Rabbit: The Autobiography of Ms. Pat
(Oct. 2017) When folks think about the problems of growing up in the hood, they think about what it must feel like to be poor, or hungry, or to have your lights cut off. The struggle nobody talk about is what it feel like to be invisible, or to know it in your heart nobody cares. Mama didn’t want to be famous, she wanted to be seen.
That realization came to Patricia Williams as she began her career as a comedian in Indianapolis in 2010. This audiobook, read by the author, is remarkable on so many levels. Her nickname Rabbit was given to her as a child. The name she uses professionally, Ms. Pat, is what her children’s friends called her. She spent much of her life thinking she had nothing in common with her alcoholic mother who died at 39. Then she realized when she went on stage to do stand up comedy that she also craved to be seen, acknowledged and heard.
She gives her listeners/readers an unvarnished truth about her life that few of us could imagine – growing up in abject poverty with a mother who taught her to roll drunks in her grandfather’s “liquor house” when she was 7. She and her sister Sweetie were molested as children by a friend of their mother’s, and both sisters ended up pregnant as teenagers. Rabbit had her first child at 13 and another at 14. She dropped out of middle school to raise her kids, discovering she could support them pretty well by selling crack – the drug that held Atlanta’s poor neighborhoods in its grip in the 1990’s.
Rabbit did a stint in jail for drug possession with intent to distribute. It meant her two young children were left in the care of their daddy Derrick’s family. Her daughter started her first day of kindergarten while she was in jail. When she got out, she went back to selling drugs – a risky employment but one that supported her kids and allowed her to also help her mother out. It also got her shot at one point.
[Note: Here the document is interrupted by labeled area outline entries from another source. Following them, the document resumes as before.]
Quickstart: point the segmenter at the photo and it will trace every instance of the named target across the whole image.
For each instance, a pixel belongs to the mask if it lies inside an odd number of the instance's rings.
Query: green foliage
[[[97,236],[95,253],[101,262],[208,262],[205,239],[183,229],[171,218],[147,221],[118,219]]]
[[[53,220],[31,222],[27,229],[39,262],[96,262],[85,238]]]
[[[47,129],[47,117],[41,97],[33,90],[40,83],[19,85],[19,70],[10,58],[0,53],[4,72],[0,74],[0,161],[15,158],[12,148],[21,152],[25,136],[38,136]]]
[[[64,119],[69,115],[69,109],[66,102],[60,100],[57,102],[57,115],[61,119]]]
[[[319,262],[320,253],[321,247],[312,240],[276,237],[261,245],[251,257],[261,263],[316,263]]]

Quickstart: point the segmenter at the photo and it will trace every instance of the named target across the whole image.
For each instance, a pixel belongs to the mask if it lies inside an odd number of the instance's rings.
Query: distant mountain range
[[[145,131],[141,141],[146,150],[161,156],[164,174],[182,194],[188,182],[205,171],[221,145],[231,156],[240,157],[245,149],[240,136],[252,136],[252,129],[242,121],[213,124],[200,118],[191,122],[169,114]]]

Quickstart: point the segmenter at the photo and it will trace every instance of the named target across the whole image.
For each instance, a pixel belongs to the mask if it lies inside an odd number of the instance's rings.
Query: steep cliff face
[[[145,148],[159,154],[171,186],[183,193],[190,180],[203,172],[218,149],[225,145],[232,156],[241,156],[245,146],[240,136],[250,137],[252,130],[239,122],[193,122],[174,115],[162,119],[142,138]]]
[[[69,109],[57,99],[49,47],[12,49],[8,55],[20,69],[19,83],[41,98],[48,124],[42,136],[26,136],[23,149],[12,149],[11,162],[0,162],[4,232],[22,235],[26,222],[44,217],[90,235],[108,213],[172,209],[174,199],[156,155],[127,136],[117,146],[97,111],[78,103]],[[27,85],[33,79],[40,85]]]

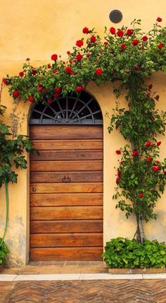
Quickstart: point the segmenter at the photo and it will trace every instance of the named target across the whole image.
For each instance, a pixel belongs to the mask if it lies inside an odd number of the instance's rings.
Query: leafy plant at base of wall
[[[156,219],[153,208],[166,183],[166,162],[156,162],[156,136],[165,133],[166,115],[155,109],[159,96],[152,91],[152,84],[145,83],[154,72],[166,72],[166,28],[160,26],[158,17],[145,34],[140,21],[134,20],[132,28],[112,27],[108,31],[106,27],[104,41],[94,29],[84,27],[87,39],[76,41],[72,51],[67,52],[66,62],[54,53],[53,64],[36,68],[27,58],[18,76],[8,75],[3,81],[11,84],[8,91],[13,98],[48,104],[60,96],[79,94],[91,81],[97,85],[120,81],[114,93],[117,97],[125,94],[127,108],[120,108],[117,103],[108,131],[115,127],[129,144],[119,150],[123,155],[114,198],[127,218],[135,214],[136,239],[141,243],[143,221]]]
[[[1,243],[2,238],[0,238],[0,242]],[[9,250],[6,245],[4,243],[4,240],[0,247],[0,265],[5,263],[6,255],[9,253]]]
[[[1,96],[0,91],[0,100]],[[6,107],[0,103],[0,117],[4,116]],[[32,147],[32,143],[26,136],[19,135],[17,138],[12,138],[10,132],[11,127],[7,126],[0,120],[0,188],[5,185],[6,191],[6,225],[4,236],[0,240],[0,262],[1,252],[1,248],[5,247],[4,238],[6,234],[8,222],[8,190],[9,182],[17,183],[18,174],[15,169],[19,167],[27,168],[27,160],[23,155],[23,153],[34,153],[36,151]],[[4,246],[3,246],[4,245]]]
[[[139,243],[135,239],[117,238],[106,243],[103,257],[110,269],[165,268],[166,245],[157,240]]]

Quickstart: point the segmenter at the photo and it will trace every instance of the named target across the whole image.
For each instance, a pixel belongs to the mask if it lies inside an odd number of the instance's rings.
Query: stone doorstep
[[[166,273],[166,269],[108,269],[108,273],[129,274],[129,273]]]

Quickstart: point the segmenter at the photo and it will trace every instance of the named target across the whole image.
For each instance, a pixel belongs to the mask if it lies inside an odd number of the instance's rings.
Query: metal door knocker
[[[67,177],[64,176],[63,178],[62,179],[62,181],[63,183],[70,183],[71,182],[71,179],[70,178],[69,176],[67,176]]]

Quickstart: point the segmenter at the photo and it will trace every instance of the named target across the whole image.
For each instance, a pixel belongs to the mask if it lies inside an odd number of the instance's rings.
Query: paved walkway
[[[102,262],[31,263],[1,271],[0,303],[166,303],[165,273],[150,276],[110,275]]]

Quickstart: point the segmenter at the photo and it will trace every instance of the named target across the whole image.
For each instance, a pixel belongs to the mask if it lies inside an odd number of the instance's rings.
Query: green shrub
[[[1,242],[1,238],[0,238],[0,243]],[[0,247],[0,265],[4,264],[6,262],[6,255],[9,253],[9,250],[6,245],[3,242]]]
[[[102,257],[112,269],[163,268],[166,265],[166,245],[145,239],[141,244],[135,239],[119,237],[106,243]]]

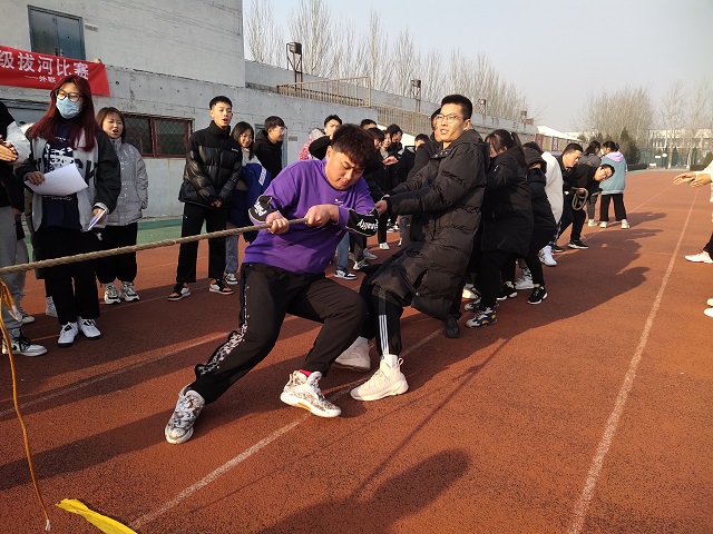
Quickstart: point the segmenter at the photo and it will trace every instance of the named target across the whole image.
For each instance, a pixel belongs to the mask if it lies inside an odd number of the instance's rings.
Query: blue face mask
[[[69,98],[64,100],[57,99],[57,110],[66,119],[72,119],[81,111],[81,102],[72,102]]]

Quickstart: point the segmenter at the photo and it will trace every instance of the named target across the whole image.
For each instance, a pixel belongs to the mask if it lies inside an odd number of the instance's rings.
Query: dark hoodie
[[[262,129],[255,136],[254,152],[263,167],[275,178],[282,170],[282,142],[272,142]]]

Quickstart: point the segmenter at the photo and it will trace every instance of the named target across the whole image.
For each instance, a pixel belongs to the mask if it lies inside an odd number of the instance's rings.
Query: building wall
[[[28,6],[81,17],[88,61],[245,87],[240,0],[7,1],[3,44],[31,50]]]

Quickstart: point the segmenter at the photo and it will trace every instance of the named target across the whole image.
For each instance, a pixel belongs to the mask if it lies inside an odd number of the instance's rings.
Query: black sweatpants
[[[138,222],[126,226],[107,226],[97,234],[101,235],[101,249],[129,247],[136,245]],[[109,284],[115,279],[134,281],[136,278],[136,253],[108,256],[97,260],[97,278],[101,284]]]
[[[61,258],[99,250],[94,231],[69,228],[38,228],[35,240],[42,250],[42,259]],[[95,278],[97,260],[58,265],[43,269],[47,295],[55,300],[60,325],[99,317],[99,294]]]
[[[297,275],[264,264],[241,268],[240,326],[208,362],[195,368],[189,389],[213,403],[272,350],[286,314],[323,323],[302,369],[325,376],[361,334],[367,306],[353,290],[324,274]]]
[[[624,194],[614,192],[612,195],[602,195],[599,201],[599,220],[608,222],[609,220],[609,199],[614,200],[614,216],[616,220],[623,220],[626,218],[626,208],[624,207]]]
[[[572,207],[572,195],[565,196],[565,209],[561,211],[561,219],[559,222],[559,234],[557,237],[561,237],[565,230],[572,225],[572,234],[569,235],[570,241],[577,241],[582,238],[582,228],[587,219],[587,214],[584,209],[574,209]]]
[[[227,206],[208,208],[186,202],[183,207],[183,224],[180,237],[197,236],[205,221],[205,230],[219,231],[227,222]],[[196,281],[196,260],[198,258],[198,241],[184,243],[178,250],[177,283]],[[208,278],[221,279],[225,273],[225,238],[208,239]]]

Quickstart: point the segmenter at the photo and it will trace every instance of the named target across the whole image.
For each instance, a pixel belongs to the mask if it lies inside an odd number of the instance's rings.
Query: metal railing
[[[306,98],[356,108],[371,107],[371,78],[340,78],[334,80],[281,83],[277,92],[287,97]]]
Along the way, she meets people who help her navigate her teenage years and early 20s. A turning point was finally cutting Derrick loose, which made it possible for her to meet Michael. This man helped her to raise her two children, as well as her sister’s four children for 10 years while Sweetie was in and out of rehab. Then they had two children of their own. It was Michael’s job transfer from Atlanta that put them into the mostly white suburbs of Indianapolis, Indiana.
Doing comedy was not something Rabbit had thought about, but she walks us through all of her failed attempts to get a “regular” job, which was nearly impossible because of her felony record that turned up in background checks. She had gotten her GED, invested money in vocational training, and THEN discovered she would likely never be hired to work in the field for which she had received a certification.
Her first foray into comedy was simply standing up at open mic nights at a local club and telling stories about her life in the hood. She quickly discovered that “it turns out comedy and selling drugs have a lot in common. You have to be quick, work hard and give people what they want.” She also discovered something else from the people who came up to talk to her after her performances.
All those times mama told me white folks were better than me, had me thinkin’ white people all live the easy life. But that woman isn’t the only one who has come up to me after a show to tell me about her shitty childhood, or her drug addicted parents. I was a grown woman before I found out black folks aren’t the only ones who had hard times. Everybody got a struggle. Nobody get through this life easy.
She started opening for another comic at clubs that had a largely black audience. As she honed her material, other comedians started to give her opportunities to work with them as well, and then her big break came when she was asked by Marc Maron to be a guest on his WTF podcast. She’s now been a guest on a number of his podcasts and that has led to bookings at clubs around the country.
While I’m sure the printed book is wonderful, I wouldn’t trade the experience of this woman telling me her story for anything. It’s a remarkable journey of resilience with a happy ending. While her early life is far from unique, in fact it’s all too common in many poor communities, her ability to find her way forward out of all of that is a true odyssey, well told.